Oluce, opgericht in 1945 door de meester Giuseppe Ostuni, is het oudste Italiaanse verlichtingsbedrijf dat nog steeds actief is.
In feite bestond er voor de oorlog alleen Gino Sarfatti's Arteluce, die eind jaren '90 verdween, terwijl in 1948 Azucena en Lamperti werden geboren, gevolgd door Arredoluce en Stilnovo in 1950. Jarenlang waren het vooral Arteluce, Azucena en Oluce die de Italiaanse scene domineerden en een centrum vormden voor de ontwerpers - eerst sterk betrokken bij de reconstructie en later bij de geboorte van de serieproductie - die het Milanese forum bezielden: Vittoriano Viganò en BBPR, Gigi Caccia Dominioni en Ignazio Gardella, Marco Zanuso en Joe Colombo.
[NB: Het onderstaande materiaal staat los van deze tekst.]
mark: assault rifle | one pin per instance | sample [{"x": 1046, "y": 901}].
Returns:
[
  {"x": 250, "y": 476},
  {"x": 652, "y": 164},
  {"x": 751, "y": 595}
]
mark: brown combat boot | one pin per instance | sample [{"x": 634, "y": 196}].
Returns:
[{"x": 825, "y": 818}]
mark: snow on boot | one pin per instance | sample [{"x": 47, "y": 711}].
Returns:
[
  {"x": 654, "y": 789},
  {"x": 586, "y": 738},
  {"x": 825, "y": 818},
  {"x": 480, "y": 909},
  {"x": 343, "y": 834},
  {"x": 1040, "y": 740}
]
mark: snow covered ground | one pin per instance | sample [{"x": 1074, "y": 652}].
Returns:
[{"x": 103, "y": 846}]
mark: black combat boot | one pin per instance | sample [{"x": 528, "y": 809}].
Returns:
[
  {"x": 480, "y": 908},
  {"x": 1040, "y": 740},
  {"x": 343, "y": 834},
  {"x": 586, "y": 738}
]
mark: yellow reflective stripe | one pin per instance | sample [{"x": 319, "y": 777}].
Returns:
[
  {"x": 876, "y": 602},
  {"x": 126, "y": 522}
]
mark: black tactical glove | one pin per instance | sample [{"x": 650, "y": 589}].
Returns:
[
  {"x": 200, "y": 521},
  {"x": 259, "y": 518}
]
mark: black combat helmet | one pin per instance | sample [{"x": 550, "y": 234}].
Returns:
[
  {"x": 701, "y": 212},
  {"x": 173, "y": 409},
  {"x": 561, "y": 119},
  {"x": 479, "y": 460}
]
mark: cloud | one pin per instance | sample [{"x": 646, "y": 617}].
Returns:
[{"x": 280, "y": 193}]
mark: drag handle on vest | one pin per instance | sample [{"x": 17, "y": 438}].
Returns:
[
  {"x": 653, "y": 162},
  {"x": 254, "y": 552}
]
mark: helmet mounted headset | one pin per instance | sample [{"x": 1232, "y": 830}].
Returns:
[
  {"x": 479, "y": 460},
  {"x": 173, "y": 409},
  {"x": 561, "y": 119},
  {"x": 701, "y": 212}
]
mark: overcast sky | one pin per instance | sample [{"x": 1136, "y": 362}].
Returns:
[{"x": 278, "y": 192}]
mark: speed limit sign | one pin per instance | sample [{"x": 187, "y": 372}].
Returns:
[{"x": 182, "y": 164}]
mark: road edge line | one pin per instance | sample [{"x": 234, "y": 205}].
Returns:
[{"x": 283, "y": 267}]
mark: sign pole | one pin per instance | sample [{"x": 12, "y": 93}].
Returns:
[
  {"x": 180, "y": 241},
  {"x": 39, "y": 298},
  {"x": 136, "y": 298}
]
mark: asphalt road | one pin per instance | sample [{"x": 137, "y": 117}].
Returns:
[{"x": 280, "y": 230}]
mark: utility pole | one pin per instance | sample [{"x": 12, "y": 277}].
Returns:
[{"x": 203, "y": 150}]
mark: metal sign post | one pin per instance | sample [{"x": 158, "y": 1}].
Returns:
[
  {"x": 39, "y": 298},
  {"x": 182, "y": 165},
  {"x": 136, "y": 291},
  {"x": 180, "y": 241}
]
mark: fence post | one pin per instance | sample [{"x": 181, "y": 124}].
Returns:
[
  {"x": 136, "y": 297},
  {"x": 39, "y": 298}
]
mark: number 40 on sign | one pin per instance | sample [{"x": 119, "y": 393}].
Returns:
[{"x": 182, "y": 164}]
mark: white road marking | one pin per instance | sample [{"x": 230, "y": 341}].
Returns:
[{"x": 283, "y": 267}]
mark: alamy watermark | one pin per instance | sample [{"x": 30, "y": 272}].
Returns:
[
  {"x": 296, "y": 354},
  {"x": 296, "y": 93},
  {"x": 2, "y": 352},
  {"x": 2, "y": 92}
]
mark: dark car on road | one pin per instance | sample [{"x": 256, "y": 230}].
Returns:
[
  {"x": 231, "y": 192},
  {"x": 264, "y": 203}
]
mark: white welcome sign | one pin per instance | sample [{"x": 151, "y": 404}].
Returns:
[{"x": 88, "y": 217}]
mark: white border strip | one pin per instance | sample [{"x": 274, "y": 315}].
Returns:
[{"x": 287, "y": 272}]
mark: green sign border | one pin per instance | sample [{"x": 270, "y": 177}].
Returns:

Al in 1951 boekte Oluce succes op de IX Triennale, in het verlichtingsgedeelte onder leiding van Achille, Livio en Pier Giacomo Castiglioni, met een indirecte gloeilamp ontworpen door Franco Buzzi. In de daaropvolgende jaren was er het baanbrekende ''Agnoli'' model (255/387), een spotlight op een slanke steel, die in 1954 de achteruitgang van de lampenkappen en de opkomst van sterk vereenvoudigde vloerlampen markeerde, zelfs voor huishoudelijke verlichting.
Naast Agnoli waren er ook medewerkers van Ostuni: Forti, de vergeten voorvechter van een nieuwe levensstijl voor de Milanese hoge middenklasse, maar ook voor Arnaboldi, Monti en Minale. Maar het was pas aan het einde van het decennium, dankzij de ontmoeting met Joe en Gianni Colombo, dat Oluce een meer uitgesproken revolutionaire inslag nam. De gebroeders Colombo (later was het alleen Joe die zijn indringende missies in de wereld van de objecten nastreefde, terwijl Gianni zich toelegde op de beeldende kunst) zochten naar een ontvankelijke omgeving voor hun gedurfde ontwerpen: dit was Oluce.
Eerst was er de ''Acrilica'' tafellamp (mod. 281), opgenomen in de Oluce-catalogus vanaf 1962: een zeer dikke plexiglas curve waar het licht doorheen lijkt te klimmen, wat zowel een mogelijk ontmoetingspunt tussen kunst en design illustreert, als een elegant gebruik van nieuwe materialen. Een gouden medaille winnaar op de XIII Triennale, waar Joe Colombo ook twee zilveren medailles won (voor het ''Combi-Center'' en de ''Mini-Keuken'''), de ''Acrilica'' geconsolideerd Joe Colombo als een van de grote ontwerpers van de dag.
In de daaropvolgende jaren was Colombo al verder gegaan met het maken van zijn ''Coupé''', een gebogen steel van aanzienlijk formaat die een elegante halfcilindrische tint ondersteunt, nu tentoongesteld in het MoMa in New York.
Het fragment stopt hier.